A SHY shearer who was left with quadriplegia after a sheep kicked him in the head has ­discovered a talent for songwriting after his accident.

John watches old shearing mates at work in the shearing shed at "Killeen" near Crichtons Creek on Friday 31st October, 2014. Picture: Mark Dadswell
John watches old shearing mates at work in the shearing shed at "Killeen" near Crichtons Creek on Friday 31st October, 2014. Picture: Mark Dadswell

A SHY shearer who was left with quadriplegia after a sheep kicked him in the head has ­discovered a talent for songwriting after his accident.

John Betts had never been one to express his feelings or put pen to paper, but all that changed when he took part in a new therapy at the Royal Talbot Rehabilitation Centre.

The songwriting project aims to help people with ­acquired brain and spinal cord injuries express their feelings, reduce depression, improve self-concept and boost social and economic participation.
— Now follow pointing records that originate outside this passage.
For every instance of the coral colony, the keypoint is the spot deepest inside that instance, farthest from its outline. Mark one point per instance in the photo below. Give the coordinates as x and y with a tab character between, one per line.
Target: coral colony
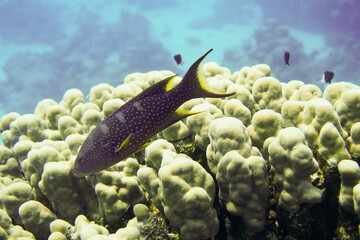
268	160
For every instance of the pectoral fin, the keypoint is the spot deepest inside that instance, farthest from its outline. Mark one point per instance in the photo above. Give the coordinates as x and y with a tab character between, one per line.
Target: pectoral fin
143	147
178	115
125	143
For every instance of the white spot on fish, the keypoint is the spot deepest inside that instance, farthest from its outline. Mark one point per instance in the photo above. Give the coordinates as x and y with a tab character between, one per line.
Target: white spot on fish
120	116
104	128
138	106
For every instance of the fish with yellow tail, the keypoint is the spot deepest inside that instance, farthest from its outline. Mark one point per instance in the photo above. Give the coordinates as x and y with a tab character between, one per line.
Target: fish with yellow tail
129	129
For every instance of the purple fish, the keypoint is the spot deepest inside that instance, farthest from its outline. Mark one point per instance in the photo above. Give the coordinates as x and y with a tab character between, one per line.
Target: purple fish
129	129
178	59
328	76
286	58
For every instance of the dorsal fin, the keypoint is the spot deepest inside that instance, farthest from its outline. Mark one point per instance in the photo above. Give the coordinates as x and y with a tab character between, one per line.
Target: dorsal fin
157	88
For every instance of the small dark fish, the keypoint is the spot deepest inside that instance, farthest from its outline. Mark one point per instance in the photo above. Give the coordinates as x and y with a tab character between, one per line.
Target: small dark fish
130	128
286	58
178	59
328	76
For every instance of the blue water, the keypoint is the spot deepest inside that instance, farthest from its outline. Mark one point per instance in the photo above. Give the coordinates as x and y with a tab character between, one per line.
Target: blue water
48	47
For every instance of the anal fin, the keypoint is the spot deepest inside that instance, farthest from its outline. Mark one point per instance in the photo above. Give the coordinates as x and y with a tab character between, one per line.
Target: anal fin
125	143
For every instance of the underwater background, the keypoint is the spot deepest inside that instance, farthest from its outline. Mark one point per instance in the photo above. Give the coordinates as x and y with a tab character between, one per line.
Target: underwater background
48	47
277	157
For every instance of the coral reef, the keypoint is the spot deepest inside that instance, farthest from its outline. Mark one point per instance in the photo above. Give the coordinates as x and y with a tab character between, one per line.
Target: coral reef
273	161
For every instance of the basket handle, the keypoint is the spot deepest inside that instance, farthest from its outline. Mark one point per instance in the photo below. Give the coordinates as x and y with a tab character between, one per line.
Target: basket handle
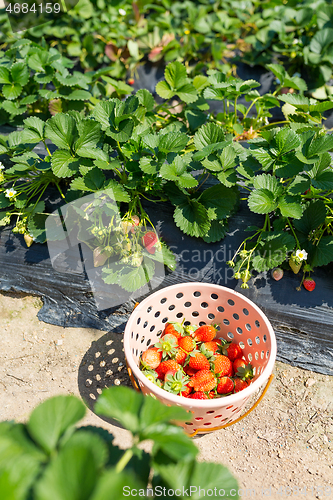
239	418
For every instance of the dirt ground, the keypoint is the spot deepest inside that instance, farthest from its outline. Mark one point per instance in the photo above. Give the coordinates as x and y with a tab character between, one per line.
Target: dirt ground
283	449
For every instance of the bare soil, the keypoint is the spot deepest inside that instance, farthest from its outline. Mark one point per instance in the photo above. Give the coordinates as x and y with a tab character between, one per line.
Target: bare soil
283	449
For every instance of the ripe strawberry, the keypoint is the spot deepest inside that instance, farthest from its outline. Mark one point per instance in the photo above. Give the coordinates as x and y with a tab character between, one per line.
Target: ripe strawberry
309	284
151	358
199	395
212	346
295	266
168	365
203	381
234	352
277	273
225	385
198	361
180	356
149	240
205	333
175	329
221	365
187	343
189	371
240	384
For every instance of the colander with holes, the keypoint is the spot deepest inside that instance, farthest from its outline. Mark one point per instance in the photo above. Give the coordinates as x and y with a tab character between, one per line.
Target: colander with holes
240	320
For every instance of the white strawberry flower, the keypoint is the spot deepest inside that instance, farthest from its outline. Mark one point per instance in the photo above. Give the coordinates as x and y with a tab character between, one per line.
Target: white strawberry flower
301	254
10	193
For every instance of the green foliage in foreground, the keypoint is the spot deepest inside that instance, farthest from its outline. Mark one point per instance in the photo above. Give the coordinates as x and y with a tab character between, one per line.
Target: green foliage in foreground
50	458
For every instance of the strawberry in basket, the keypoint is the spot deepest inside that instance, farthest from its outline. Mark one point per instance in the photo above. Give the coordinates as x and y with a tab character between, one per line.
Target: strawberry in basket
191	362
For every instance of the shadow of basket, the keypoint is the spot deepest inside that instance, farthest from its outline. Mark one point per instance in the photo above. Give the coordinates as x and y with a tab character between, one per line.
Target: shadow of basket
103	366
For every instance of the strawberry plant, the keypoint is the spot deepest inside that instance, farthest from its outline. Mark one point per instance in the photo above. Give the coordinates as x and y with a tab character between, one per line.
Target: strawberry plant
49	457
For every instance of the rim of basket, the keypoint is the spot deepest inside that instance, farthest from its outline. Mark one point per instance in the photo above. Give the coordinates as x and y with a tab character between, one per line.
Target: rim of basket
179	400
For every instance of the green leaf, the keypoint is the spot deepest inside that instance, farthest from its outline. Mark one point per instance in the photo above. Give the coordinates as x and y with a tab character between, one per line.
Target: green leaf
71	475
20	73
323	253
61	130
63	163
12	91
123	404
192	218
290	206
172	142
208	134
313	216
219	199
52	418
262	201
94	179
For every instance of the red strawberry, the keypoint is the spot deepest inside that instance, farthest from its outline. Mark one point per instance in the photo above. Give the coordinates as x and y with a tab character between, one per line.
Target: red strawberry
309	284
168	365
199	395
225	385
199	361
240	384
149	240
234	352
180	357
175	329
187	343
189	371
151	357
277	273
221	365
205	333
203	381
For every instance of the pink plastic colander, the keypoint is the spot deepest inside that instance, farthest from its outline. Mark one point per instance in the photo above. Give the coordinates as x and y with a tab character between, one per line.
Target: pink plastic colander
240	320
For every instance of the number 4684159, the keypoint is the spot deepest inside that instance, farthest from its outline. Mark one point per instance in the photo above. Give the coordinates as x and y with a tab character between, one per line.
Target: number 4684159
24	8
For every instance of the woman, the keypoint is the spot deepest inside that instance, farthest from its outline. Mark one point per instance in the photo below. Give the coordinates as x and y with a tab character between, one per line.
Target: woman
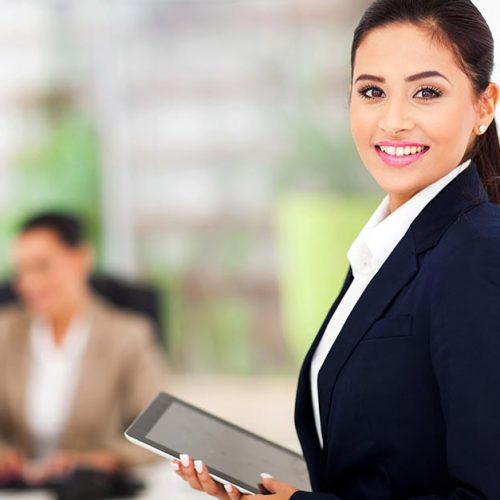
74	368
406	403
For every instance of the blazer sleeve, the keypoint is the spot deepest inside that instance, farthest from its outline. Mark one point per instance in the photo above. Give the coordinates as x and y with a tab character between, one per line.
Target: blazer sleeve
465	354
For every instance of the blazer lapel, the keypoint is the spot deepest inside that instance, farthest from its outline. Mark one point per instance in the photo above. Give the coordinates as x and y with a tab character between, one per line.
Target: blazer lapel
397	270
304	421
461	194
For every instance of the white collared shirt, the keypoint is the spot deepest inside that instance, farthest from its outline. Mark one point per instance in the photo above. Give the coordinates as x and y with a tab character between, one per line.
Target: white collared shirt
52	381
368	252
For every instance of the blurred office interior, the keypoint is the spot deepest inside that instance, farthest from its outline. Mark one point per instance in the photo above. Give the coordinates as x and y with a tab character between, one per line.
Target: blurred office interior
206	144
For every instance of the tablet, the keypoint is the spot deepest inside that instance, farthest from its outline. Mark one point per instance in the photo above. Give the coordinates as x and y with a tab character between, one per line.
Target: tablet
170	426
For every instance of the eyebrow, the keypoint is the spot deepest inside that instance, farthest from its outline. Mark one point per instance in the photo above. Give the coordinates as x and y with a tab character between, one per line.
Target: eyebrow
412	78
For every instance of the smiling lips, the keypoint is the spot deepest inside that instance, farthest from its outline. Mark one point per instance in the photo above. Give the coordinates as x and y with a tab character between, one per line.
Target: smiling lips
401	153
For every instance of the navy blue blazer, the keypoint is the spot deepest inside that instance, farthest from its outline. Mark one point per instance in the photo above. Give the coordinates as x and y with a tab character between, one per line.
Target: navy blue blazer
410	391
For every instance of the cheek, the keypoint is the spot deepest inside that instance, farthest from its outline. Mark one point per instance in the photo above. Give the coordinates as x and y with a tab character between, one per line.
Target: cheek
361	126
451	128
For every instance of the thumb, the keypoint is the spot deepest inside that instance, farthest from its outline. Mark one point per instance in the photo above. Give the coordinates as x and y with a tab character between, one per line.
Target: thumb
269	482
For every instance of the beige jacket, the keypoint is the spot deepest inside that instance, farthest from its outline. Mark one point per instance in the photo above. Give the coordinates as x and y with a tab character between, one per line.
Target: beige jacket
121	371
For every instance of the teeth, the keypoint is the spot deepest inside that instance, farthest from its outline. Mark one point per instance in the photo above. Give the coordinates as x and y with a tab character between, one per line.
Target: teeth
402	151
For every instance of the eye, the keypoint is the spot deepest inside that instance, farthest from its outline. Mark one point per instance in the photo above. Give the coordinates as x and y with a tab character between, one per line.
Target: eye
370	89
429	93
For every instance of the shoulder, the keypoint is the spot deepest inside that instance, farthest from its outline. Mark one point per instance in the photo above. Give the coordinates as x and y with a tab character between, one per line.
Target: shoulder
473	237
465	264
118	323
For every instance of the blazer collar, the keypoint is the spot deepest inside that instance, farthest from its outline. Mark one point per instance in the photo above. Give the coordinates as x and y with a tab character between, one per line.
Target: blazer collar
461	194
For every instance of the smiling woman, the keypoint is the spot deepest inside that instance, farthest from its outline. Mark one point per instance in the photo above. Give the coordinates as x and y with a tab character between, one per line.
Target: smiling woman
438	110
397	397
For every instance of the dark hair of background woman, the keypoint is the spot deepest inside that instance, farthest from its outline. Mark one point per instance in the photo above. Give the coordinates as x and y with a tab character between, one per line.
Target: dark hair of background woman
459	25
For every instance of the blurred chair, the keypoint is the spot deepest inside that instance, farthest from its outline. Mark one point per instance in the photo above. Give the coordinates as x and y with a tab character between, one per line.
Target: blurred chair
139	298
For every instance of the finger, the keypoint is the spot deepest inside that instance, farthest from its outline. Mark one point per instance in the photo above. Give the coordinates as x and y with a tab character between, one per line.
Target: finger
208	484
270	483
189	473
176	467
232	492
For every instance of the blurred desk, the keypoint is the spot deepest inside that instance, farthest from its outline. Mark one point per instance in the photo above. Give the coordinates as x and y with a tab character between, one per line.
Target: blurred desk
263	405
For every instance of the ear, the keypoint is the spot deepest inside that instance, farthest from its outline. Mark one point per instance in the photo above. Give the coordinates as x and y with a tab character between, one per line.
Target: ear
487	104
85	256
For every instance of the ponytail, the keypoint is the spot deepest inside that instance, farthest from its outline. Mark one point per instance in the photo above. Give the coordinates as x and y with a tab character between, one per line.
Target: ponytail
486	155
460	25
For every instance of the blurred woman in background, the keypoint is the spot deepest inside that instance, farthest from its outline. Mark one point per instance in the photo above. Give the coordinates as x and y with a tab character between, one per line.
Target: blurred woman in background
74	369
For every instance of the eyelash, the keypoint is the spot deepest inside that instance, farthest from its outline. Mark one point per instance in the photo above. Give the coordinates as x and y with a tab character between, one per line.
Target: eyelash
437	92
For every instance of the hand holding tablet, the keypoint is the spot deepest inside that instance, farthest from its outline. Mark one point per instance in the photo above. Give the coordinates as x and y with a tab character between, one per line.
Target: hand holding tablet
198	477
231	455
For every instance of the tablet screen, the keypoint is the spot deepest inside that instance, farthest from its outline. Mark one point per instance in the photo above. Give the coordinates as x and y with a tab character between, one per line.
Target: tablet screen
225	448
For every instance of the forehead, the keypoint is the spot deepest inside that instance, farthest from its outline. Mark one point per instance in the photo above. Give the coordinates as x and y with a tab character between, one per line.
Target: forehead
38	239
403	49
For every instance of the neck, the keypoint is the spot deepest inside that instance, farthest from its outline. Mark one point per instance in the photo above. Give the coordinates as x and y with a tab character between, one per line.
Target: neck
61	321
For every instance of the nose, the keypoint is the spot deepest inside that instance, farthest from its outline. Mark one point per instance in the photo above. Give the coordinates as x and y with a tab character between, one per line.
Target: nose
395	117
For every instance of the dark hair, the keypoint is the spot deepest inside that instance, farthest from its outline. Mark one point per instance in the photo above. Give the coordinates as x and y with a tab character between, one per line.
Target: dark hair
459	25
68	228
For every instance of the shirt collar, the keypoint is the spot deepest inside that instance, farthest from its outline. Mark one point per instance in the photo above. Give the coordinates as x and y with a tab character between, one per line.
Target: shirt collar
384	230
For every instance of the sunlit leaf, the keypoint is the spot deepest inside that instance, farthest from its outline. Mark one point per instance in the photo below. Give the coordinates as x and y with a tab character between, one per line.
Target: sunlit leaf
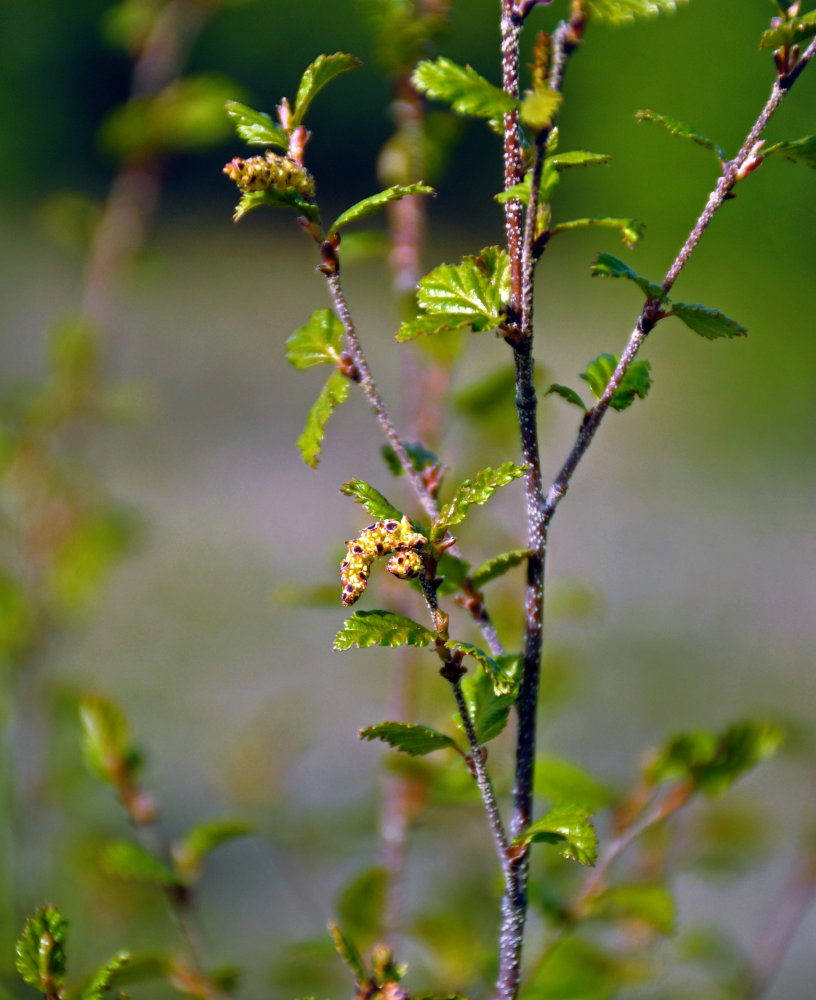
635	383
310	442
318	341
322	71
682	130
467	92
369	206
409	738
256	128
381	628
708	323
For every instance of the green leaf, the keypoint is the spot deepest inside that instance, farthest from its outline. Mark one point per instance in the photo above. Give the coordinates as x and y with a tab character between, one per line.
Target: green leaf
502	671
381	628
606	265
467	92
565	392
631	230
798	150
361	906
708	323
421	457
570	829
682	130
256	128
105	976
322	71
415	740
563	782
474	491
373	501
132	862
539	107
319	341
334	392
203	838
625	11
373	204
713	762
498	566
648	903
272	198
40	951
105	738
636	382
790	32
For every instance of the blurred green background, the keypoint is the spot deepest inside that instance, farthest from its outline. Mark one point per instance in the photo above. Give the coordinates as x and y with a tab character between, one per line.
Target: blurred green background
688	529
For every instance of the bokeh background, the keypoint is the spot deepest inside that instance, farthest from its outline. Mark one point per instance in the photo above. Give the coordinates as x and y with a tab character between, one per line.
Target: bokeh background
683	556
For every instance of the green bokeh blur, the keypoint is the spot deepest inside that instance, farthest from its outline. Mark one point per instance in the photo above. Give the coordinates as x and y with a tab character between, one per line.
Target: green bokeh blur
692	515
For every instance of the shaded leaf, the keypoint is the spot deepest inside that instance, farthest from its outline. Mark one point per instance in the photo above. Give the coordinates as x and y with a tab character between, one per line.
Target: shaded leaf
565	392
40	951
606	265
635	383
708	323
334	392
498	566
562	781
132	862
373	501
255	127
409	738
539	107
318	341
798	150
322	71
569	828
625	11
381	628
467	92
631	230
373	204
474	491
682	130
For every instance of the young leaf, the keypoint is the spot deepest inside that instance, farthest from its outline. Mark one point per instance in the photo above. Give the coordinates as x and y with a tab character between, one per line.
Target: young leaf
322	71
570	829
636	382
368	206
255	127
474	491
498	566
380	628
682	130
708	323
412	739
333	393
631	230
625	11
798	150
539	107
561	781
189	852
132	862
105	976
503	671
319	341
373	501
565	392
467	92
40	951
606	265
790	32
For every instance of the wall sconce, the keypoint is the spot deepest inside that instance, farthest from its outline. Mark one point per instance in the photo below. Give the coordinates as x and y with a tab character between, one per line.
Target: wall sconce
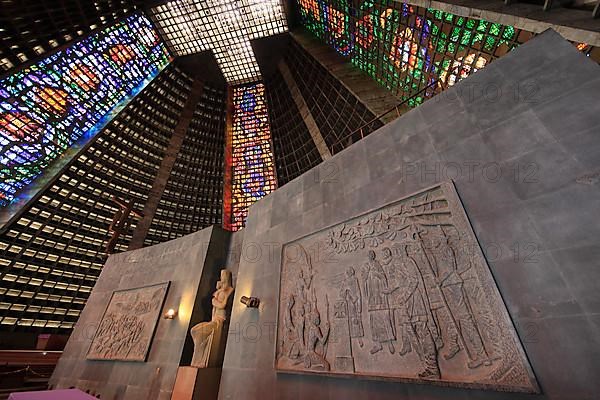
250	302
170	314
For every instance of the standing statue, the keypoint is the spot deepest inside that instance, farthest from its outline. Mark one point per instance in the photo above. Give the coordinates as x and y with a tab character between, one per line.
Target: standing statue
208	339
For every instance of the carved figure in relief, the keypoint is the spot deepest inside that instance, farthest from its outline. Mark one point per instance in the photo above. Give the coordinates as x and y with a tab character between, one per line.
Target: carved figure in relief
351	294
452	286
376	288
207	336
316	345
414	322
446	332
291	341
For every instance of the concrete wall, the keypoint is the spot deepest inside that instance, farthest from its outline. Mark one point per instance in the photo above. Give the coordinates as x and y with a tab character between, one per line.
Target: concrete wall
192	264
532	116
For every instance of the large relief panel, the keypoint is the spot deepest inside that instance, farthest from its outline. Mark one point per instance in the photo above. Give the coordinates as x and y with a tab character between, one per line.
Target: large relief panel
401	293
127	326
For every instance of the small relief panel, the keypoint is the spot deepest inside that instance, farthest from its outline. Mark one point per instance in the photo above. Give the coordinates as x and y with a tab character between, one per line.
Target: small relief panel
128	324
401	293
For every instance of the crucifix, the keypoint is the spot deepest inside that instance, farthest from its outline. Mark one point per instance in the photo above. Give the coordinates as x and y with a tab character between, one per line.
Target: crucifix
223	26
121	222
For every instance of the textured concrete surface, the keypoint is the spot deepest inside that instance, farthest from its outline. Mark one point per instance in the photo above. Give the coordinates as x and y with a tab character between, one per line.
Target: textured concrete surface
192	264
520	139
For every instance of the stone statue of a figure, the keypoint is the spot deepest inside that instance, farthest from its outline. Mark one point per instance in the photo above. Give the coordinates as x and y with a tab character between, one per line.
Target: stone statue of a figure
207	336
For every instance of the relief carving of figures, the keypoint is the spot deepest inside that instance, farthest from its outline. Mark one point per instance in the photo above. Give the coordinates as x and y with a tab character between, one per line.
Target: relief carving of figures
376	290
411	281
305	339
208	336
127	326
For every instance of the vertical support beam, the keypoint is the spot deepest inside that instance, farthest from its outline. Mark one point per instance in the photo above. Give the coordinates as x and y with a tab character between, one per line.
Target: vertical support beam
310	122
228	175
166	166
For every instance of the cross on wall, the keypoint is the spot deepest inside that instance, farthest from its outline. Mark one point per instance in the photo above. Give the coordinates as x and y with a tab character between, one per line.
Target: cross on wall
224	27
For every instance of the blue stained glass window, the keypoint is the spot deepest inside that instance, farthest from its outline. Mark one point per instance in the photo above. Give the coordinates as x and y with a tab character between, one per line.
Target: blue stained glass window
70	95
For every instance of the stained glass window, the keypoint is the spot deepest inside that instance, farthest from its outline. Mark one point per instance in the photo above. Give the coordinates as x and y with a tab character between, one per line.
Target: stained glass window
406	48
253	170
70	95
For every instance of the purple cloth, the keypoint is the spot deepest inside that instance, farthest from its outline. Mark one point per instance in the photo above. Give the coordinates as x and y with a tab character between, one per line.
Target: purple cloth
63	394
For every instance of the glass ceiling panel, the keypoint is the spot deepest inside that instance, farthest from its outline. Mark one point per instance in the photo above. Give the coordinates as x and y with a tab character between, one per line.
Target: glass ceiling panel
223	26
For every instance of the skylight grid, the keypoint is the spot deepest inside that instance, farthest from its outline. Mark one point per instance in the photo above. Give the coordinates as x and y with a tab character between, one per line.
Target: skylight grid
223	26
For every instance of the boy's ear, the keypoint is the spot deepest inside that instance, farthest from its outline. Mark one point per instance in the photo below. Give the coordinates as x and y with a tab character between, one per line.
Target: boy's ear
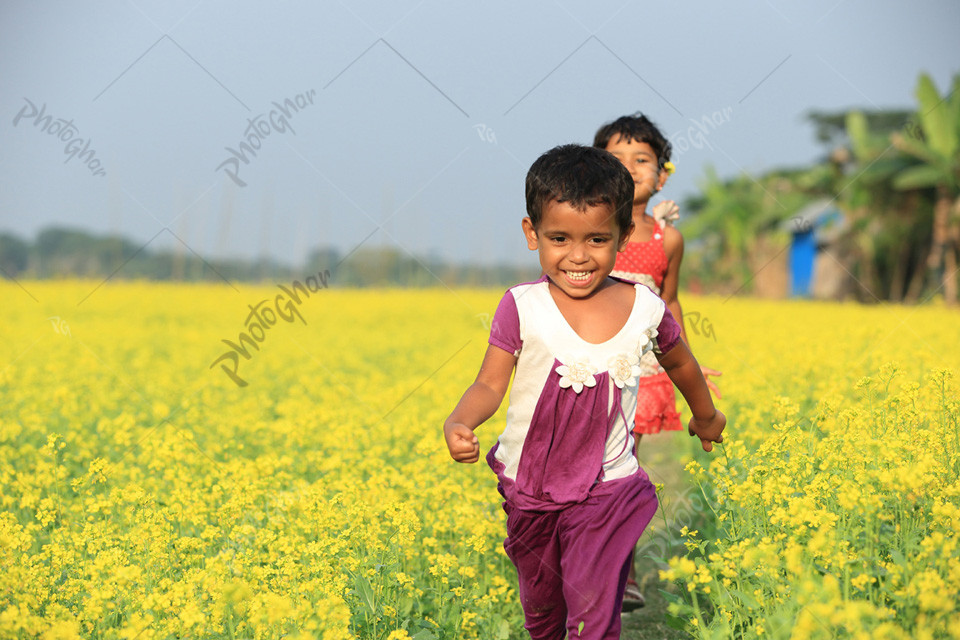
662	178
625	236
531	233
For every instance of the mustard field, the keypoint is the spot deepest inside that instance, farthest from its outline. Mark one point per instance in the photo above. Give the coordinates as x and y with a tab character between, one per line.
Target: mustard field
196	461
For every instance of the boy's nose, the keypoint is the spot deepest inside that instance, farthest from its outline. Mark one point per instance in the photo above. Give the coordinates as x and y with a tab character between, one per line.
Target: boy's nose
578	253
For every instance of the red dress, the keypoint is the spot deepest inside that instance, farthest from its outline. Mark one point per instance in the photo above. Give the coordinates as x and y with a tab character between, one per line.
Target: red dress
646	263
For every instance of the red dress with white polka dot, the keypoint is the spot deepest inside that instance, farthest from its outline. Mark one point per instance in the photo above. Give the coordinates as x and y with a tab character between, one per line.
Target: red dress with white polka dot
646	262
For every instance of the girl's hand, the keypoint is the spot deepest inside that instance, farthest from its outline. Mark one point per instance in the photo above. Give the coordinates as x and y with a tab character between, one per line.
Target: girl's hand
462	442
666	212
707	372
708	430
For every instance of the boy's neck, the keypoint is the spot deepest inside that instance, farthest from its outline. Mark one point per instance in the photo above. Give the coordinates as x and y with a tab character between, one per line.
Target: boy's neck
640	215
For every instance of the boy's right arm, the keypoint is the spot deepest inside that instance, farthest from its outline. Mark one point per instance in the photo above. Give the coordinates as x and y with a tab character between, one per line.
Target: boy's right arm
480	401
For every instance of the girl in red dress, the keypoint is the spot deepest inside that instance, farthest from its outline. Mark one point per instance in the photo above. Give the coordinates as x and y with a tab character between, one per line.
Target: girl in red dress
652	257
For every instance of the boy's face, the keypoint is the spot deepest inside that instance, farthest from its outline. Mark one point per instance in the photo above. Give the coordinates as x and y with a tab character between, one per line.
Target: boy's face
577	248
640	160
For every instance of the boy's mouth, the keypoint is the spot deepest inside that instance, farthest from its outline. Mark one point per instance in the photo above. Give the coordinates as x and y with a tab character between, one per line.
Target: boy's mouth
578	276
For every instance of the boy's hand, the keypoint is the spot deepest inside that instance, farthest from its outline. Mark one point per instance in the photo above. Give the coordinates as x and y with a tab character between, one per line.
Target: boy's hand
462	442
665	212
708	430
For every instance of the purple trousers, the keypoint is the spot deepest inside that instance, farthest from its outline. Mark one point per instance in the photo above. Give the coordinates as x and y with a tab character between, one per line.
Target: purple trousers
572	564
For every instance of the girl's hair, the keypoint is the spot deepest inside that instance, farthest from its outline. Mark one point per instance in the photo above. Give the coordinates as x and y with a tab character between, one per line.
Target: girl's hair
636	127
582	177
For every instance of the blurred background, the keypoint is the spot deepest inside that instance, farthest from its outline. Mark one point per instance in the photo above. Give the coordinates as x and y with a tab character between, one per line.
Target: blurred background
817	146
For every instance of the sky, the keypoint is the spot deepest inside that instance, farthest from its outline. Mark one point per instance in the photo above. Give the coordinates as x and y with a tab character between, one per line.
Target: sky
410	124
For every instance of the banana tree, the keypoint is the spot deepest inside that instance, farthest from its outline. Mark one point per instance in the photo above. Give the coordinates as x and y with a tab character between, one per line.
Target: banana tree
935	142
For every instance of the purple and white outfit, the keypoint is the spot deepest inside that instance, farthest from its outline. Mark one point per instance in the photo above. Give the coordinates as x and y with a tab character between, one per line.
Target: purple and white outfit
575	497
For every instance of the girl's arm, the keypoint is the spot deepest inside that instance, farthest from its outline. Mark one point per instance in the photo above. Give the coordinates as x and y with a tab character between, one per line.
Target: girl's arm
480	401
673	247
707	422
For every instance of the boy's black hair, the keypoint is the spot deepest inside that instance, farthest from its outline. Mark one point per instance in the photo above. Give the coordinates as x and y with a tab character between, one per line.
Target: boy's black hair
636	127
582	177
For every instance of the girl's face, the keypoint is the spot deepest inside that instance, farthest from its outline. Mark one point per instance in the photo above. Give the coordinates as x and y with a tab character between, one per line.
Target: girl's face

Mr Betts, a father of four, had been shearing a sheep last year when its leg flung up and hit him in the eye socket, knocking his head back.

“The bones in his back broke and dislodged, but didn’t actually sever the spinal cord until about six days later when he woke up paralysed,” his wife Patrice Bergerson said.

“He had no movement from the neck down and he basically wanted to die. We felt like the whole world had been ripped out from underneath us.”

The last thing he wanted to do during his six-month stint in rehabilitation was to write songs, but Ms Bergerson convinced him it might be beneficial. “I never left John’s side the whole six months ... and it wasn’t until I read and listened to the songs that I fully understood how he felt,” she said.

“Even now when I listen ... it still brings tears to my eyes.”

Mr Betts said he enjoyed writing the songs with Austin Health music therapist Dr Jeanette Tamplin.

“With songwriting, it can be a bit less confronting than someone just saying, ‘how are you feeling?’,” Dr Tamplin said.

Participants are asked to write three songs: the first reflects on their life before the accident, the second on their current situation and the third looks to the future.

In Mr Betts’ song, he speaks of how he “feels like a burden, stuck in this chair and how “no amount of bourbon’s gonna take away this fear”. But by the final song, “in time, he will survive the ordeal”.

Mr Betts has since taken several steps on crutches, but still struggles to use his hands.